4 November 2020—Mudra Arpanam
Nrithyanveshka Natya Vidushi Dr. Chethana Radhakrishna. P. M. (Vidwath in Bharatanatyam, BAPA Dance-Music-Sanskrit, M.A.in Sanskrit, M.A. in Dance, Ph.D.), was the guest speaker at the Wednesday Webinar on 4 November 2020. A Bharatanatyam Lecturer at KSGH University for Music and Performing Arts, Mysuru, the founder of Gurudev Academy of Fine Arts, and an ever-learning artist, Chethana presented her Ph.D. thesis for which she was awarded Doctorate by Mysore University.
The speaker commenced by showing a beautifully bound copy of her thesis titled ‘A Comparative Study of Mudras According to Bharata’s Natyashastra and Some of the Ritualistic Traditions in India’. She explained her research questions, the primary texts the work referred to, the outcomes and findings, and the challenges faced as she worked towards its completion.
Having first established the premise that Bharatanatyam, like many other classical art forms, can be a means of enhancing spirituality and to uplift oneself to a higher level of consciousness, she spoke about the hand gestures called ‘hastas’ in Bharatanatyam and ‘mudras’ when used in rituals. She proposed that some of these mudras can be used not only in rituals but also in dance and proceeded to state reasons to substantiate that statement.

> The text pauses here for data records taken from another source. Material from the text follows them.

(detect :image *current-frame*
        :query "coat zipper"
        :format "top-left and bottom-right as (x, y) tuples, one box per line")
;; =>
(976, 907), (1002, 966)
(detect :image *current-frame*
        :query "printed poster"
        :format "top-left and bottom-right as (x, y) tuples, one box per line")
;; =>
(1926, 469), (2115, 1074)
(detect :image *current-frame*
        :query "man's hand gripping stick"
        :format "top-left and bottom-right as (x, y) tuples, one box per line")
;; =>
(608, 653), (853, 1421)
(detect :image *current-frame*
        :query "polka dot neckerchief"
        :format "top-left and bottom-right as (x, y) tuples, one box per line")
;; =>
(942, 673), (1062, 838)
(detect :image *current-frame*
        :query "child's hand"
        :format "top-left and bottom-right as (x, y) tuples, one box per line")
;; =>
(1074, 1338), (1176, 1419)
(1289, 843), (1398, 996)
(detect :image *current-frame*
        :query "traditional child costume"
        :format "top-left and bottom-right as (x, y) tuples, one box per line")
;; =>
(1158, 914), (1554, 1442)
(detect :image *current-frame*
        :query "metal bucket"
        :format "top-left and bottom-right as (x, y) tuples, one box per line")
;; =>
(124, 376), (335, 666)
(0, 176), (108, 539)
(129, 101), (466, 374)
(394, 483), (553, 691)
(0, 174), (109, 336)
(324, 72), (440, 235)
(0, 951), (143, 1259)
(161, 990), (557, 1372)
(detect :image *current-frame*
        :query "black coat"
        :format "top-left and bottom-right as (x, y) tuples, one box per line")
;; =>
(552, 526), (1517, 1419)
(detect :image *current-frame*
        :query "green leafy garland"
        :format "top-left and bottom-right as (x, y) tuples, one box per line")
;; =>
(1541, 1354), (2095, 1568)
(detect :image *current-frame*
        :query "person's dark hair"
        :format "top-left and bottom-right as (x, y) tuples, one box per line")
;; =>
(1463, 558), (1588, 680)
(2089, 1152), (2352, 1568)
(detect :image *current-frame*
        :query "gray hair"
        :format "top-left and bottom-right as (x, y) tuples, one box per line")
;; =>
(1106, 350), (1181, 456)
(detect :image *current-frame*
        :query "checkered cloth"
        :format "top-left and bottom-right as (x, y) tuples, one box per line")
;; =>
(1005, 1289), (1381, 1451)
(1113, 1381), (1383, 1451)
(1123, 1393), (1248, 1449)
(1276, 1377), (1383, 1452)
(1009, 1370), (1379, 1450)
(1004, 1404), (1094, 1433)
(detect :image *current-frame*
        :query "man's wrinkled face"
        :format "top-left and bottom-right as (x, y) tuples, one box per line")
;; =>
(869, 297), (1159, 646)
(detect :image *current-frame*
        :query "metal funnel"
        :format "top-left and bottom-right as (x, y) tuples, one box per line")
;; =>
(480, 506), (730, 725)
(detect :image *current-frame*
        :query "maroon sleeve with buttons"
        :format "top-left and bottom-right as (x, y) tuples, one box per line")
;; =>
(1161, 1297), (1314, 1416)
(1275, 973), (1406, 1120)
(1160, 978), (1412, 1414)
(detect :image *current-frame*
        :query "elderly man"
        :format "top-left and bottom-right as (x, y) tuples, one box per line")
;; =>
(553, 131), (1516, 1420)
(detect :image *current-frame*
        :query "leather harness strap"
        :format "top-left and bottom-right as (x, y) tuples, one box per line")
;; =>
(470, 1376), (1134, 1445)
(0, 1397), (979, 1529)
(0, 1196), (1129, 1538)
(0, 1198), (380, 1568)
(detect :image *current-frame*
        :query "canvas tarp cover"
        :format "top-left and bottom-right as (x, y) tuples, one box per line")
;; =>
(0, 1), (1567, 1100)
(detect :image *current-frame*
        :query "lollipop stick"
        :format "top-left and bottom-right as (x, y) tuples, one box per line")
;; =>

She explained that our hands influence the energy of our physical, emotional, and spiritual body. Knowledge of these ritualistic ‘mudras’ can add to the repertoire of students of classical dance—especially their skills in non-verbal communication, their understanding of the healing powers of ‘mudras’, and the beauty of their performance. The speaker emphasised that the use of mudras in Bharatanatyam can widen the horizon of the art form and bring a ritualistic dimension to the dance, along with enhancing its aesthetic value. She demonstrated a comparison of various ‘mudras’ and ‘hastas’ which depict the same concept or idea and how they both could be used in dance.
The discussion that followed saw many a question from dancers, connoisseurs of the art form, and the curious alike. The concepts of Devadharmi, natyadharmi and lokadharmi mentioned in the talk were elaborated upon. The way ‘mudras’ are used in rituals and their healing powers even in isolation were also explained to the uninitiated. The challenges of the proposed infusion of mudras into dance which will change its language considerably, affecting the ease with which the audience will understand the art form, were also acknowledged and discussed.